Two qualifications: 1 this is years after the question was asked; 2 this only works for replacing the last line. Despite point 2, I think it could be modified to correct for the specific line modification other than the last line.
Rather than using read.table and write.table, which take time with large arrays, readLines and writeLines appears to be more efficient. In the following example I remove the last line of a large array and replace it with new text.
Set up the example by creating a large array and saving as a file:
write.table(
array(runif(1000000),dim=c(1000,1000)),
file="BigArray.r", row.names = FALSE, col.names = FALSE, sep = "\t")
Open the big array file using readLines, remove the last line and then write it again. Separately, use writeLines to add a new final line:
time=proc.time()
BigArray=readLines("BigArray.r")
BigArray=BigArray[-length(BigArray)]
writeLines(BigArray,"BigArray.r",sep="\n")
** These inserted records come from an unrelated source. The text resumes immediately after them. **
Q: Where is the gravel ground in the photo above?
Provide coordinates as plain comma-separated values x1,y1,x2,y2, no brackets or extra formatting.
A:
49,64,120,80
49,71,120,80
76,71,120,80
write(seq(1,1000,1),ncolumns=1000,file="BigArray.r",append=TRUE,sep="\t")
proc.time()-time
user system elapsed
0.69 0.10 0.85
This performs better than the alternative:
time=proc.time()
BigArray=read.table("BigArray.r", sep = "\t")
BigArray[1000,]=seq(1,1000,1)
write.table(BigArray,file="BigArray.r", row.names = FALSE, col.names = FALSE,
sep =
"\t")
proc.time()-time
user system elapsed
3.62 0.11 3.75
Somebody may be able to do a better job of replacing a specific line within the middle of the array, but I can't get the new line for insertion into the same text format that readLines converts into.